Mugs. Actually I thought of the idea in 92 at an AAPT Meeting at Wellesley College (my first). One of the instructors at the school was seeking to develop novel meds to inject into the eye to improve MRI images. Since the eye's vitreous humor is largely water, she was working with phosporus-inclusive derivatives. I have some experience in photographic coatings technology, and began thinking of the spectral sensitization of the human retina. Of course few people are going to volunteer for that trip, but the use of stem cells to do preliminary work is intriguing. It'd be nice to have the visual acuity of an eagle over a larger spectral dynamic range. I happen to have different color sensitivity in my two eyes, and can pick out dead plants at the garden center out of thousands of cuttings at a glance...very distinct albedo to me...the customers don't see it at all.
This would not involve a device, but an injection or use of something like DMSO to increase transport through the eye.
I was unaware of the fourth color cone tetrachromats...neat. Thanks. pete

Well, you can, but it gets a bit too heavy to wear on the helmet! The act of flying an airplane low-level, however, is too exacting to be fiddling with dash-mounted displays.

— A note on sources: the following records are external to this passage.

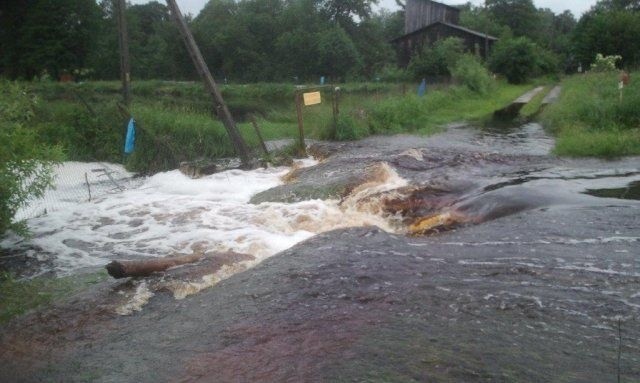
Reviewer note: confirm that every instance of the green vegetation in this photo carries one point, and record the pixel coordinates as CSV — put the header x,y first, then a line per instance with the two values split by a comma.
x,y
20,296
589,119
520,59
25,161
175,122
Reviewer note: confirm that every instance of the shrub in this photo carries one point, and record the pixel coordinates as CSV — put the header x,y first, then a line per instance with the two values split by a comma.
x,y
605,63
392,73
519,59
25,163
436,60
469,72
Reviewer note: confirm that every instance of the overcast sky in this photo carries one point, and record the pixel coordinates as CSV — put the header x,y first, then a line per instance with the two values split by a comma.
x,y
575,6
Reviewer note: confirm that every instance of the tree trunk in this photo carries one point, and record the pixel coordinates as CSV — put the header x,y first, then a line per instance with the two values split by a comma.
x,y
143,268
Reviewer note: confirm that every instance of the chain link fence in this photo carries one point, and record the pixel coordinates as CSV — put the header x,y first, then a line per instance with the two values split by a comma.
x,y
78,182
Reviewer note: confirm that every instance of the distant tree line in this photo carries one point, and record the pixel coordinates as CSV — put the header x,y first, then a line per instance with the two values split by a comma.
x,y
296,40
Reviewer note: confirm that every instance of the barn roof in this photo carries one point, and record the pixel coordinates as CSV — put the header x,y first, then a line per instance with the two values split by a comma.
x,y
448,25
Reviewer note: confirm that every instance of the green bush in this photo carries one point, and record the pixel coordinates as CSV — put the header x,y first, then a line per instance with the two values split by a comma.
x,y
437,60
520,59
25,162
469,72
605,64
590,119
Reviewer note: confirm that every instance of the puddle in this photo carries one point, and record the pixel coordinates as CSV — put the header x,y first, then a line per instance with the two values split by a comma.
x,y
631,192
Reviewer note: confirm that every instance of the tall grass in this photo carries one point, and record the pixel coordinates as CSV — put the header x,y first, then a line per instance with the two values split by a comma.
x,y
589,119
175,118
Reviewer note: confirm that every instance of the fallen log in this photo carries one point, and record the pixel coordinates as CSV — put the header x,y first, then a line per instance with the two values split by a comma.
x,y
143,268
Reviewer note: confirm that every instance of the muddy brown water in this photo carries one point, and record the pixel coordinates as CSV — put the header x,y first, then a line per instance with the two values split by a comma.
x,y
524,270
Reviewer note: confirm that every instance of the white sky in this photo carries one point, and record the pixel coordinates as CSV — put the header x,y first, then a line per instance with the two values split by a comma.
x,y
576,6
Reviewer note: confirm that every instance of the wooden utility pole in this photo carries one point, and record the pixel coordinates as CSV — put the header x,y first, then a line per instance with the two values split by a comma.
x,y
219,104
123,42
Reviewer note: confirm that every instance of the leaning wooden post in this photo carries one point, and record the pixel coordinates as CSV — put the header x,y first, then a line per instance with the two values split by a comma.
x,y
220,106
303,146
123,43
257,129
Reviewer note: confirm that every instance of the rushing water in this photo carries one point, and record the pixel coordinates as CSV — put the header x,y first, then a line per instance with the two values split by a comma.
x,y
478,175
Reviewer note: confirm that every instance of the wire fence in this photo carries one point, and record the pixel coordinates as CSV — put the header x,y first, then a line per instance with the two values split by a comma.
x,y
78,182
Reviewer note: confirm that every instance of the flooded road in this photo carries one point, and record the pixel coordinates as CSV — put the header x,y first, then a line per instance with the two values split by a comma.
x,y
489,260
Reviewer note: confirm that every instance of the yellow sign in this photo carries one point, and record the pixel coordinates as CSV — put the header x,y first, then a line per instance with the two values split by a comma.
x,y
312,98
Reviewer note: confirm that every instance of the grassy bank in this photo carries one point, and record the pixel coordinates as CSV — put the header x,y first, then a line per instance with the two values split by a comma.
x,y
20,296
589,118
176,125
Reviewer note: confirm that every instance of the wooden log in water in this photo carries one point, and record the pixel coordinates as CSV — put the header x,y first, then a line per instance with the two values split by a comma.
x,y
143,268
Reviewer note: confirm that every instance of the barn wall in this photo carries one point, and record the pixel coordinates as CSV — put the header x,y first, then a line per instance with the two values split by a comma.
x,y
420,13
409,45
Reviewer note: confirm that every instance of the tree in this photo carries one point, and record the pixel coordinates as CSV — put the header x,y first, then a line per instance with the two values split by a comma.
x,y
25,162
609,32
519,15
344,11
479,19
519,59
55,36
338,53
437,60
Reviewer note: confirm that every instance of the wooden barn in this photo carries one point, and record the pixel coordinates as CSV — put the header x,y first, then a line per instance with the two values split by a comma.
x,y
428,21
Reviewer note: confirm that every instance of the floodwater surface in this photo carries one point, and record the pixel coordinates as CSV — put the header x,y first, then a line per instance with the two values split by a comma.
x,y
473,255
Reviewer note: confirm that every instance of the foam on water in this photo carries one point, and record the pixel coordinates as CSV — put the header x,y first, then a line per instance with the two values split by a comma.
x,y
171,213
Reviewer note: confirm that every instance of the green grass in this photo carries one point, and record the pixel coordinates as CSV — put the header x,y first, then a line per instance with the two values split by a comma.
x,y
20,296
589,118
176,124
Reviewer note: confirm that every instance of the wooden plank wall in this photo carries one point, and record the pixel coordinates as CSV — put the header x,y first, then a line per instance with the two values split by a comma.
x,y
420,13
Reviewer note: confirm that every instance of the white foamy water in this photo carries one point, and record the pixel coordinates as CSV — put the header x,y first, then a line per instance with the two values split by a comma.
x,y
171,213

A helmet mounted display suitable for the system I describe can be made far lighter and less bulky than a direct-view image intensifier, and can display anything without adding mass or bulk to the headgear. Some of the first such systems were largely intended to enable nap-of-the-earth navigation at night.

The F-35 uses a helmet-mounted display and a panoramic cockpit display in a system essentially identical to what I described, it actually completely replaces the traditional HUD. There's also the Joint Helmet Mounted Cueing System being used in several different aircraft.

The F-35 uses a helmet-mounted display and a panoramic cockpit display in a system essentially identical to what I described, it actually completely replaces the traditional HUD. There's also the Joint Helmet Mounted Cueing System being used in several different aircraft.

Lightweight, not bulky (http://en.wikipedia.org/wiki/File:Integrated_Helmet_Display_Sight_System.jpg).. .

:eek:

Just kidding. Here's the real thing (http://en.wikipedia.org/wiki/File:Joint_Helmet_Mounted_Cueing_System.jpg).

So long as it's just the imaging system which is helmet mounted, that's ok. Putting the sensors up there, however, is a bit weighty.